EAGLE-I Outage Data 2014-2022

EAGLE-I Outage Data 2014-2022

Team: Supriya Chinthavali, Aaron Myers, Sarah Tennille, Nils Stenvig, Matt Lee, Melissa Allen-Dumas

Overview: Restoring power after an outage event is a critical piece of response and recovery for those in the emergency response sector. When analyzing data on power outages, we seek to understand spatial and temporal patterns, restoration times, correlations with other relevant datasets, future outage predictions, expected outage behavior, and how we might fill in data gaps. Analysis at the county level is recommended when possible.

Source: The Environment for the Analysis of Geo Located Energy Information (EAGLE-ITM) is maintained at Oak Ridge National Laboratory (ORNL) for the Department of Energy (DOE). EAGLE-I is DOE’s operational and scalable data and information platform for real-time wide-area situational awareness of the energy sector, providing a centralized platform for monitoring power distribution outage for over 146 million customers; just over 92% coverage of US and Territories.

Figure 1: A screenshot of the EAGLE-I platform with current power outage numbers colored by county, HIFLD transmission lines, and NWS radar overlayed.

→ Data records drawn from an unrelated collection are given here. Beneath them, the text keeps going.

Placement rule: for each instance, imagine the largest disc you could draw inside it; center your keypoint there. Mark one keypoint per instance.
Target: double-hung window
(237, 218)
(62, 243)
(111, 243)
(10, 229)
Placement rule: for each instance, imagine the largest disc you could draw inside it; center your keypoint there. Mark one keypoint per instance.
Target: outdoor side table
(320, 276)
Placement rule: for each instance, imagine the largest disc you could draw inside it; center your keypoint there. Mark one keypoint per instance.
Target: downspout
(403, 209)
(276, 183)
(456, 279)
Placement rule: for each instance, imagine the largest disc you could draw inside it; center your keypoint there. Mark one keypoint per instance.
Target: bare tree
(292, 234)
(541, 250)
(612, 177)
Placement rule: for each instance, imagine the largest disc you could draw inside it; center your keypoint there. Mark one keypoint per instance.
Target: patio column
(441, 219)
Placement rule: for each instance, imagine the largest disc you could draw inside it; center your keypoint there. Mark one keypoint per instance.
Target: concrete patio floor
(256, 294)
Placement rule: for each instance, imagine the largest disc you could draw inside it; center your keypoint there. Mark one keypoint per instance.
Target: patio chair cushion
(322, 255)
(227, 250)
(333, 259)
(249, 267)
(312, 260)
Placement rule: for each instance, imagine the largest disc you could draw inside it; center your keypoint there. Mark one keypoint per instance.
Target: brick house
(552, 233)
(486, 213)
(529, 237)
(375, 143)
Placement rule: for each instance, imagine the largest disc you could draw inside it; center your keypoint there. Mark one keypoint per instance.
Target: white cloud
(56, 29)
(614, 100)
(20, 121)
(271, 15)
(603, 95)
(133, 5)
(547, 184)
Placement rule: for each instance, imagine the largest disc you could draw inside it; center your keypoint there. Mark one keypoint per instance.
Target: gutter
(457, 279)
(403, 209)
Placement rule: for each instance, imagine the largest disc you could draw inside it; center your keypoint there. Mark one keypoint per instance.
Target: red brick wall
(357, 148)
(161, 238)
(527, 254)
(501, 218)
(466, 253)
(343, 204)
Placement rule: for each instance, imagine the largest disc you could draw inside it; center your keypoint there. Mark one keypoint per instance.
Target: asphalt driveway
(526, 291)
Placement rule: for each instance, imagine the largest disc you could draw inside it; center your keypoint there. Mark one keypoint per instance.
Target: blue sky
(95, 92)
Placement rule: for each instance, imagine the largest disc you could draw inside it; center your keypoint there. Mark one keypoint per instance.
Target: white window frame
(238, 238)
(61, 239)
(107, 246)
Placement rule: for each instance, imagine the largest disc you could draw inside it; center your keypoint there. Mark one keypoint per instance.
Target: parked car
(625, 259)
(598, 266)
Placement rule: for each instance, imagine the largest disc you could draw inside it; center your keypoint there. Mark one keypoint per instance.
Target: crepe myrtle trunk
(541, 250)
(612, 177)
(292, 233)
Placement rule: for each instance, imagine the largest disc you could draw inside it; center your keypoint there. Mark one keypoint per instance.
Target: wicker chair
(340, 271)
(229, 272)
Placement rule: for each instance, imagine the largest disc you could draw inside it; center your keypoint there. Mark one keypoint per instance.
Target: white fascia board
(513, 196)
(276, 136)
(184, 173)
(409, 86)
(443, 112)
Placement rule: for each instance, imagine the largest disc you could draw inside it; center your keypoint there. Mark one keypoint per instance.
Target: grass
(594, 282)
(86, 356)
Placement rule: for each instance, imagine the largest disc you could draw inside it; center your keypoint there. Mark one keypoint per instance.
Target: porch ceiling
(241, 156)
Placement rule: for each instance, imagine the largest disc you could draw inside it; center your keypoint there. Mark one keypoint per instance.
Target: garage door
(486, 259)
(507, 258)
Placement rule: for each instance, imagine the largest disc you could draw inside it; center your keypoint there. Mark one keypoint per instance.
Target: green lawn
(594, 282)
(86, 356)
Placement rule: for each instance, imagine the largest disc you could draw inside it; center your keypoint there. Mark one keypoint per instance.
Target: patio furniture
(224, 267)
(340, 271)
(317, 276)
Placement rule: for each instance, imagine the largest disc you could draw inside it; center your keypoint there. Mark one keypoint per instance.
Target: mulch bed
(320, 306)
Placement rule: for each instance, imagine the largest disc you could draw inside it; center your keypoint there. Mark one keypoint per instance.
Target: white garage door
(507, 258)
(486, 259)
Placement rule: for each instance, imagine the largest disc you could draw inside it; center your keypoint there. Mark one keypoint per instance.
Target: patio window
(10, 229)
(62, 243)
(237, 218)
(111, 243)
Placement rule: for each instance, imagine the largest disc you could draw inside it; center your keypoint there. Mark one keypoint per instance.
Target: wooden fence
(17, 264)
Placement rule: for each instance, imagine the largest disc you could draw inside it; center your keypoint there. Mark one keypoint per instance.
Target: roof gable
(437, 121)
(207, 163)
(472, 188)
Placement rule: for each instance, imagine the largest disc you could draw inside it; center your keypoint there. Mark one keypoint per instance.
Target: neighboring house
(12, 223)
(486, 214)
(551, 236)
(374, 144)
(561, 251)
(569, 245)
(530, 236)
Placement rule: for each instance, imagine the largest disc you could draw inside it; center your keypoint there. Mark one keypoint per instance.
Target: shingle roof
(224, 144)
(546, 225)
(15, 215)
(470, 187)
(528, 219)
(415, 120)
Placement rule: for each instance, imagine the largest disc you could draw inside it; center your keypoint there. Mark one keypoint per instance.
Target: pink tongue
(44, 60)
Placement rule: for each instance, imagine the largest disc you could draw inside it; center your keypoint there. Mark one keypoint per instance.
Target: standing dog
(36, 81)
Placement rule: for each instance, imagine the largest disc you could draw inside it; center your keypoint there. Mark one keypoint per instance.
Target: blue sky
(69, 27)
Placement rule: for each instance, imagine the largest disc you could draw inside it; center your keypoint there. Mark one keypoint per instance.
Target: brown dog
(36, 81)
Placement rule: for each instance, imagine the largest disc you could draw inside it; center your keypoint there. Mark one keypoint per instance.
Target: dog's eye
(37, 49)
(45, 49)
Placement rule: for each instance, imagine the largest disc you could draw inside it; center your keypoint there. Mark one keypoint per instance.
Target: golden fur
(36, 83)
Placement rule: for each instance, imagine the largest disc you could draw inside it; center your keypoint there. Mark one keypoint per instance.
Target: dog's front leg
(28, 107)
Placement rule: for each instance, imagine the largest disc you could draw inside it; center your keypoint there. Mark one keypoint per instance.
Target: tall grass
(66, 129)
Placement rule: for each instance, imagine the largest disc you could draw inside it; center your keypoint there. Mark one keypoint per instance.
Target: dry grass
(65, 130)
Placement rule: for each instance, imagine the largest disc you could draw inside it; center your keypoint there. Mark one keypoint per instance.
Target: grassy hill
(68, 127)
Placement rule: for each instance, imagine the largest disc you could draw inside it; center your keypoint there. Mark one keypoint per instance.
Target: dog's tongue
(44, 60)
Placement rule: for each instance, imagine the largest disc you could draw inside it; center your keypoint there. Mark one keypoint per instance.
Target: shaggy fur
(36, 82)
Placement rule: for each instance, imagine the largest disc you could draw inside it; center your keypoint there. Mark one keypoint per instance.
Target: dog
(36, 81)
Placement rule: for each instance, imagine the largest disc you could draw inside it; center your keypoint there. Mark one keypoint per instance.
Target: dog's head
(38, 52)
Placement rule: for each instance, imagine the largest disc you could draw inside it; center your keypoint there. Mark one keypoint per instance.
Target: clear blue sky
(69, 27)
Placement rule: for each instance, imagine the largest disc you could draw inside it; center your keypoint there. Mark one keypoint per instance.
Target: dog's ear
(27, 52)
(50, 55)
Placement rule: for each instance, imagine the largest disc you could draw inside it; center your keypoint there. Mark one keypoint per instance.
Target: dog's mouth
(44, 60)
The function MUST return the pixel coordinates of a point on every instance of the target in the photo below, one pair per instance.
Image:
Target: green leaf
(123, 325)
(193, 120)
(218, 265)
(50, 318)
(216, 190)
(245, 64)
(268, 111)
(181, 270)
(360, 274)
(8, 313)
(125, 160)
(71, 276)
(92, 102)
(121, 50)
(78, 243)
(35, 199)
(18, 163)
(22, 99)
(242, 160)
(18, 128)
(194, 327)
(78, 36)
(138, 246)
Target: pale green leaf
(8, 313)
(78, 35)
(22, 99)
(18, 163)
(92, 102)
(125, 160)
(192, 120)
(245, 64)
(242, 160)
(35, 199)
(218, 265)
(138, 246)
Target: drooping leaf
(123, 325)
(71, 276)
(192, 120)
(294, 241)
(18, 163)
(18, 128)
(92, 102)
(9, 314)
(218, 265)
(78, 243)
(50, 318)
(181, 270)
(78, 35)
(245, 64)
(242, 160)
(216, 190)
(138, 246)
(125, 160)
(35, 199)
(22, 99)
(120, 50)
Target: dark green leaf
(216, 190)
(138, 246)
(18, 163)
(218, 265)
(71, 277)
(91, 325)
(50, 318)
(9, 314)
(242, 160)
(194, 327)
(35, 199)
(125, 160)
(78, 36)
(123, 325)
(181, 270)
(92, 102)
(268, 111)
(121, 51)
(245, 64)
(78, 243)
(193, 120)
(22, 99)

Dataset description: The provided dataset includes eight years of power outage information at the county level from 2014 to 2022 at 15-minute intervals collected by the EAGLE-I program at ORNL. This dataset has been collected from utility’s public outage maps using an ETL process. Note that the number of “customers” does not necessarily equate to the number of people affected, as a “customer” reported by a utility could be one meter, one building, etc. Also included is the coverage of each state for each year included in the dataset.

Challenge Questions:

  1. What restoration times and patterns can be derived from the power outage data using detailed time series analysis? We are interested in restoration analysis at the county, state, or FEMA region level.
  2. Using other datasets of interest (examples listed below) what sort of potential correlations between these datasets and power outage information might be discovered and analyzed?
    Weather events: https://mesonet.agron.iastate.edu/request/gis/watchwarn.phtml 
    Social vulnerability index data: https://screeningtool.geoplatform.gov/en/#3/33.47/-97.5
    Medically dependent customers: https://empowerprogram.hhs.gov/empowermap
  3. We are interested in power outage events that are different from “normal” for a given area. How should “normal” be derived for each county, and what metrics should play a part? Consider number of customers without power, power outage length, length of time between outages, escalation of outages, etc.
  4. There exist gaps in the power outage dataset due to technical errors, planned maintenance, etc. What are reasonable ways to fill in these gaps for a more continuous string of outages?
  5. Based on the 8 years worth of historic data, what sort of outages might we predict in the near future? (Next 1-2 years)
  6. How have power outage events in the USA evolved over time? What sort of patterns over space and time can be observed?
  7. Extreme events such as hurricanes cause long-duration restoration efforts and trigger resource sharing (personnel and equipment) with neighbors and other areas of the country. During these time periods, is there evidence of abnormally long restoration times in areas of the country not impacted by the event (ie, does resource sharing cause reduced performance)?